I would imagine you would want to demonstrate the P(collision|domain+operating lifetime) << acceptable level or risk, and after you’d done that, take the uniqueness of hashes as a axiom for the proof system?
That’s just speculation on my part, since I haven’t done much with formal proofs of working code
No you just special case the function call and tell the proof analyzer "this never happens". Strictly speaking, a lie, but probably a sophisticated prover could even be rigged to keep track of those conditions (not in x years, e.g.) if you so chose
This is actually compulsory requirement for safe communication protocols in railway according to EN 50159. The correct way to manage this is to reject the outdated samples. Ultimately, this should result in a transition to fallback mode (in this case, emergency landing mode).
This is actually all very complicated, because if you're doing e.g. velocity estimation via smoothed differences, missing a point means you've (effectively) inserted a spike-like pseudo-datapoint into your Kalman filter (or whatever) --- it will not totally crap, but will be incorrect until the 'bad' datapoint flows completely through the filter.
... Indeed. Therefore we add sensor diversity to balance the failure modes and increase availability. Having no sample means that you increase your confidence interval at warp speed to account for all possible scenarios. Very quickly your estimate becomes : « great, I am traveling at 35kph +/- 100kph. Wait. What? »
I think it can be simpler than that. If a piece of code is going to do a velocity calculation from motion estimation between two frames it should expect to get new data every 1 / FPS seconds. A local clock could help validate that. If data comes too fast or too slow within some tolerance then the system could signal there is an issue. If the images have time stamps it could check those too.
Now you’d need to hope the inertial guidance is good enough at those altitudes. The article says it doesn’t use image based calculations for landing due to the possibility of kicking up dust.
> "...This glitch caused a single image to be lost, but more importantly, it resulted in all later navigation images being delivered with inaccurate timestamps..."

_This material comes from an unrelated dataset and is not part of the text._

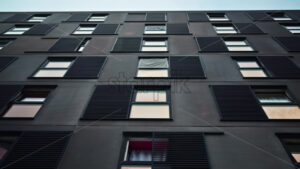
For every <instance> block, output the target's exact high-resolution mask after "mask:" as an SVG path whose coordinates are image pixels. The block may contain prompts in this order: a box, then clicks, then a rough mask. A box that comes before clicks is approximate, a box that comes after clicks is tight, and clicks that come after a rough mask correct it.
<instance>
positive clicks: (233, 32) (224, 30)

It seems that the timestamping is detached from frameshooting. That is, as if there were a burst happening, then the burst's frames get assigned the sequential timestamps. Thus if a burst had a glitched/skipped frame, a part of the series and the subsequent bursts become mis-attributed.

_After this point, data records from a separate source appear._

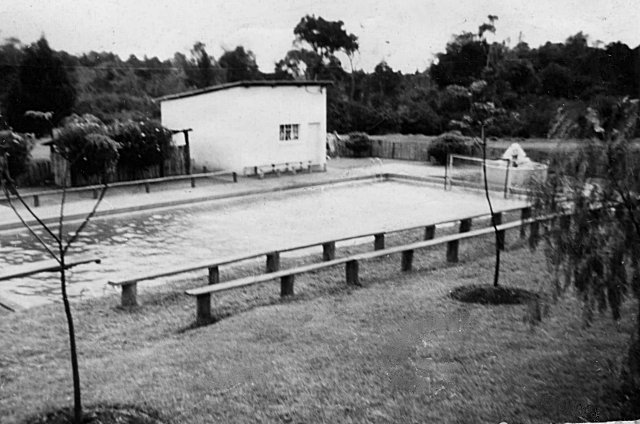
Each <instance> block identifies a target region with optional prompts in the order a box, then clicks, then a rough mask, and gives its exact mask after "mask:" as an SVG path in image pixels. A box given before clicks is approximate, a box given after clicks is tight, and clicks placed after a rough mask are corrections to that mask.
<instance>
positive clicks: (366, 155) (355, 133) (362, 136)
mask: <svg viewBox="0 0 640 424" xmlns="http://www.w3.org/2000/svg"><path fill="white" fill-rule="evenodd" d="M345 144H346V146H347V148H348V149H349V150H351V152H352V153H353V155H354V156H355V157H363V156H370V155H371V139H370V138H369V136H368V135H367V134H365V133H361V132H353V133H350V134H349V139H348V140H347V142H346V143H345Z"/></svg>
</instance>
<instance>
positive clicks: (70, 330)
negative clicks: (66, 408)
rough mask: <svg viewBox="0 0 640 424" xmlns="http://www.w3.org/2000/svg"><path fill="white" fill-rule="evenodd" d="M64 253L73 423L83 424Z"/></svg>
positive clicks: (65, 309)
mask: <svg viewBox="0 0 640 424" xmlns="http://www.w3.org/2000/svg"><path fill="white" fill-rule="evenodd" d="M64 266H65V263H64V253H62V254H61V258H60V267H61V268H60V288H61V289H62V302H63V303H64V313H65V315H66V317H67V327H68V328H69V348H70V351H71V372H72V374H73V422H74V423H75V424H80V423H82V395H81V392H80V370H79V368H78V352H77V349H76V333H75V329H74V325H73V316H72V315H71V306H70V305H69V298H68V297H67V276H66V270H65V269H64Z"/></svg>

I understand that integrating the timestamping to be atomic to frameshooting is likely to slowdown the burst. So there has to be some expected internal timeline to validate the timeline that results from bursting.

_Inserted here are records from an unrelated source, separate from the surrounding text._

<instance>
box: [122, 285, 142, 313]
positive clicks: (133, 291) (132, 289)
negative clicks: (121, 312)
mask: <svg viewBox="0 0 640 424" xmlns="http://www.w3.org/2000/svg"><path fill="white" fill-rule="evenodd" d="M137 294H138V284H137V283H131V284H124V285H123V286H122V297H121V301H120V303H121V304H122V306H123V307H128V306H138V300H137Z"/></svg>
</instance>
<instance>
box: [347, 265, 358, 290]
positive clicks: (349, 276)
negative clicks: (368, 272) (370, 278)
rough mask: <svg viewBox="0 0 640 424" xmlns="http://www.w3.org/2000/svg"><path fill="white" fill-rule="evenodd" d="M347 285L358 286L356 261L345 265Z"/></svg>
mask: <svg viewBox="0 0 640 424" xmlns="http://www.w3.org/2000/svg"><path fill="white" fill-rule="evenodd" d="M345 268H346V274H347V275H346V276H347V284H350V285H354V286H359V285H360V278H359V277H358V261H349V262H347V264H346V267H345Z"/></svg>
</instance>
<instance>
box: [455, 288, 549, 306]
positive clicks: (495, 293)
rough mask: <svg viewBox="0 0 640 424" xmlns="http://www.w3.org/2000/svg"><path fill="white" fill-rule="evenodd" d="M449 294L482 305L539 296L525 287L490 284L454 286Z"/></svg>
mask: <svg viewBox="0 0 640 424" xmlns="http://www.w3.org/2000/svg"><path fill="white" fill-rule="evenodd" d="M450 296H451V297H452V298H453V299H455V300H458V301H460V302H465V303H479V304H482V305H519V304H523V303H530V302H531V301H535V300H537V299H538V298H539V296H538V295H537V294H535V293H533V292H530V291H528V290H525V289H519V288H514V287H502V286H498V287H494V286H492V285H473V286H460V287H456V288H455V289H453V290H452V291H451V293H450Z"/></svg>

I don't have anything specific in mind that covers this (I'll look around), but maybe take a look at the work by Nicholas Strausfeld for some actual data on early nervous systems [0], and Leigh van Valen for the general theoretical framework [1].
I imagine it is sort of like the organisms early in evolution that simply believed their sensory system when it had in fact been hijacked by something that wanted to eat them. There aren't many sensory systems with those issues these days because anything that doesn't have an internal model that it can use for comparison winds up being a snack or crashing on an alien planet.